The reliance on the CV to tell us what we need to know about someone is impacting our ability to get new people into work – you can’t get a job for a role that you haven’t done before (and no amount of mountain climbing and abseiling can get over that).  We tell young people to strive for academic excellence, get a broad range of experience with travelling or sports – then assess their ability to do a job based on work that they have never done before and the experience that they do have is dismissed or seen as irrelevant.

Our young people have grown up in a world of growing technology, and are far more comfortable with the concept of a changing world than we ever were.  We do them a great disservice to give them a set of aspirations that then we immediately dismiss as they try to enter the world of employment.  It is impacting our ability to grow our economy, and our ability to help our younger generations identify and enhance their potential. The system of CVs is not set up to find the next big Thing – just the old Thing repackaged again and again.

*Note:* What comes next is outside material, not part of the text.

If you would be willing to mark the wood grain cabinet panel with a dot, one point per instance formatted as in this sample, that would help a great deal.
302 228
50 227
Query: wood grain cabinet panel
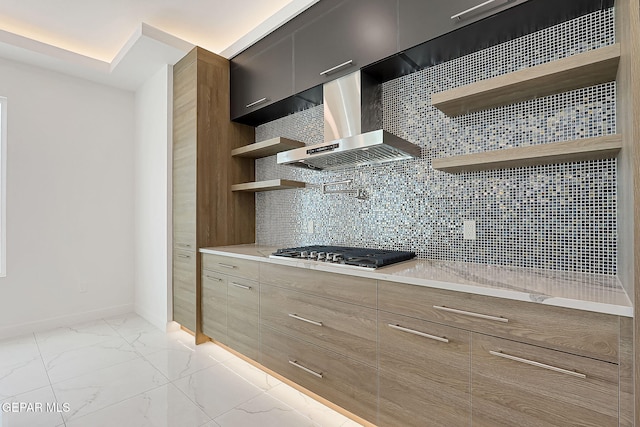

Taking business into the future is not going to happen by doing what we did before, but by approaching business in new and truly innovative ways.  And while we are concerned with making what we have already work better or faster (Henry Ford famously said, “If I had asked people what they wanted, they would have said faster horses”), it is the up and coming generations who are freed from the shackles of ‘status quo’ to think of new and disruptive ways of achieving greater growth and profitability.  It is no coincidence that all of the major disruptors in industry – Google, Amazon, Facebook and Virgin in its infancy – are all concepts of younger people, who – precisely because they haven’t been involved with it before – can think more freely and more optimistically about what can be achieved.  We talk about wanting to find the future leaders, the future talent, the future game hangers, yet the recruitment process based on CVs does not help us achieve any of that.